On my way out I stopped at the Feedback Booth and exclaimed joyously on that appraisal.  We’ll have to wait till  the 2015 season to see if my comment gets on the air.

I was instructed to go to St. George's Episcopal Church in Bismarck on Sunday.  It’s a very beautiful little church, built in the late forties or early fifties but in an old-fashioned style with a hammerbeam ceiling.  The windows are lancet in style, with gray and green diamond panes, the center of each set with an attribute of an apostle (St. Mark represented by a lion, for example).  But in the blue edging of each window is a random piece of stained glass, fragments collected from the ruins of English cathedrals bombed during World War II, sweet-sad memorials of the link between the medieval church in England and this little church in the north-center of America.

I plan to submit my name again next year to be on another Roadshow.  I want to bring an antique chair and that old brown-velvet hat from my collection.

7 comments:

Christine Thresh said...

I'm glad I checked back again this Tuesday morning. Your post was finally up.
I really liked learning about the Roadshow process. I'd love to go someday.
What a drive you had. Scary!

Monica Ferris said...

It was worth the terrifying drive. I want to go to another Roadshow. A woman in one line ahead of me drove all the way from South Carolina to be at the show! BTW, I used a lot of what I've learned watching the show in my book Sins and Needles, when a family goes to the house of a wealthy, murdered great-aunt that is full of antiques.

Betty Hechtman said...

The storm sounds scary and like one I got caught in on the way back from Indiana. I'm glad you made it okay.
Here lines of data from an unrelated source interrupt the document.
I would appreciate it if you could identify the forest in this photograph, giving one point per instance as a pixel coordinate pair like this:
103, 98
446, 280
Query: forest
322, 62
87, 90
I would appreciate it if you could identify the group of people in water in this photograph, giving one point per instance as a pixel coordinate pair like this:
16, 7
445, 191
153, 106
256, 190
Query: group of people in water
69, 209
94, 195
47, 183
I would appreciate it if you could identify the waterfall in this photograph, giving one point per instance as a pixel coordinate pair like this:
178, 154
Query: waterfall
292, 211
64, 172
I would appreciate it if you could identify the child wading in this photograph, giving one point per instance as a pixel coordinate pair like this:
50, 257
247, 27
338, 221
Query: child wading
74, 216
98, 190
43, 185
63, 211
I love Antique Roadshow and it was interesting reading about it from your perspective.

Monica Ferris said...

Betty, wouldn't it be fun to set a mystery at an Antiques Roadshow taping?

Linda O. Johnston said...

Sounds like an enjoyable event , Monica, despite the trials and tribulations of getting there. And clearly you had fun if you're ready to do it again!

Betty Hechtman said...

Monica, what a great idea about setting mystery at a Roadshow Taping.

Monica Ferris said...

The problem would be traveling to various Roadshow tapings and working as a volunteer so you'd get to know the ins and outs of it. Plus getting permission from the appraisers to use them in the story - but wouldn't it be fun?